Dalam menciptakan budaya organisasi yang etis, isu dan kekuatan suatu budaya memengaruhi suasana etis sebuah organisasi dan perilaku etis para anggotanya.  Budaya sebuah organisasi yang punya kemungkinan paling besar untuk membentuk standar dan etika tinggi adalah budaya yang tinggi toleransinya terhadap risiko tinggi, rendah, sampai sedang dalam hal keagresifan, dan fokus pada sarana selain juga hasil.
Manajemen dapat melakukan beberapa hal dalam menciptakan budaya organisasi yang lebih etis, antara lain :
Model peran yang visible
Karyawan akan melihat perilaku manajemen puncak sebagai acuan standar untuk menentukan perilaku yang semestinya diambil.
Komunikasi harapan etis
Ambiguitas etika dapat diminimalkan dengan menciptakan dan mengomunikasikan kode etik organisasi.
Pelatihan etis
Pelatihan etis digunakan untuk memperkuat standar, tuntunan organisasi, menjelaskan praktik yang diperbolehkan dan yang tidak, dan menangani dilema etika yang mungkin muncul.

G.    Hubungan Etika Dan Budaya

Etika merupakan standar moral yang menyangkut baik-buruk  dan benar-salah
Etika bisnis meliputi:
-          Etika perusahaan
Hubungan perusahaan dengan karyawan sebagai satu kesatuan dengan lingkungannya
-          Etika kerja
Hubungan antara perusahaan dengan karyawan
-          Etika perorangan
Hubungan antar karyawan
Budaya dapat mendorong terciptanya perilaku etis atau sebaliknya dapat mendorong terciptanya perilaku tidak etis
Faktor yang menyebabkan terciptanya iklim etika dalam organisasi:
-          Terciptanya budaya perusahaan secara baik
-          Terbangunnya suatu kondisi organisasi berdasarkan saling percaya
-          Terbentuknya manajemen hubungan antar pegawai

H.    Kendala Mewujudkan Kinerja Bisnis
Pencapaian tujuan etika bisnis di Indonesia masih berhadapan dengan beberapa masalah dan kendala.
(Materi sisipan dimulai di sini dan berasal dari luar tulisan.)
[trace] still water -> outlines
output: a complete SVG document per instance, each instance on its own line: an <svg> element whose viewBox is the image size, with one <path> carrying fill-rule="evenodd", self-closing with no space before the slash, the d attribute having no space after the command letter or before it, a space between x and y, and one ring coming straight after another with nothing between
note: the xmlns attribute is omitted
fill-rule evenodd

Keraf(1993:81-83) menyebut beberapa kendala tersebut yaitu:
1.      Standar moral para pelaku bisnis pada umumnya masih lemah.
Banyak di antara pelaku bisnis yang lebih suka menempuh jalan pintas, bahkan menghalalkan segala cara untuk memperoleh keuntungan dengan mengabaikan etika bisnis, seperti memalsukan campuran, timbangan, ukuran, menjual barang yang kadaluwarsa, dan memanipulasi laporan keuangan.
2.      Banyak perusahaan yang mengalami konflik kepentingan.
Konflik kepentingan ini muncul karena adanya ketidaksesuaian antara nilai pribadi yang dianutnya atau antara peraturan yang berlaku dengan tujuan yang hendak dicapainya, atau konflik antara nilai pribadi yang dianutnya dengan praktik bisnis yang dilakukan oleh sebagian besar perusahaan lainnya, atau antara kepentingan perusahaan dengan kepentingan masyarakat. Orang-orang yang kurang teguh standar moralnya bisa jadi akan gagal karena mereka mengejar tujuan dengan mengabaikan peraturan.
3.      Situasi politik dan ekonomi yang belum stabil.
Hal ini diperkeruh oleh banyaknya sandiwara politik yang dimainkan oleh para elit politik, yang di satu sisi membingungkan masyarakat luas dan di sisi lainnya memberi kesempatan bagi pihak yang mencari dukungan elit politik guna keberhasilan usaha bisnisnya. Situasi ekonomi yang buruk tidak jarang menimbulkan spekulasi untuk memanfaatkan peluang guna memperoleh keuntungan tanpa menghiraukan akibatnya.
4.      Lemahnya penegakan hukum.
Banyak orang yang sudah divonis bersalah di pengadilan bisa bebas berkeliaran dan tetap memangku jabatannya di pemerintahan. Kondisi ini mempersulit upaya untuk memotivasi pelaku bisnis menegakkan norma-norma etika.
5. Belum ada organisasi profesi bisnis dan manajemen untuk menegakkan kode etik bisnis dan manajemen.
Organisasi seperti KADIN beserta asosiasi perusahaan di bawahnya belum secara khusus menangani penyusunan dan penegakkan kode etik bisnis dan manajemen.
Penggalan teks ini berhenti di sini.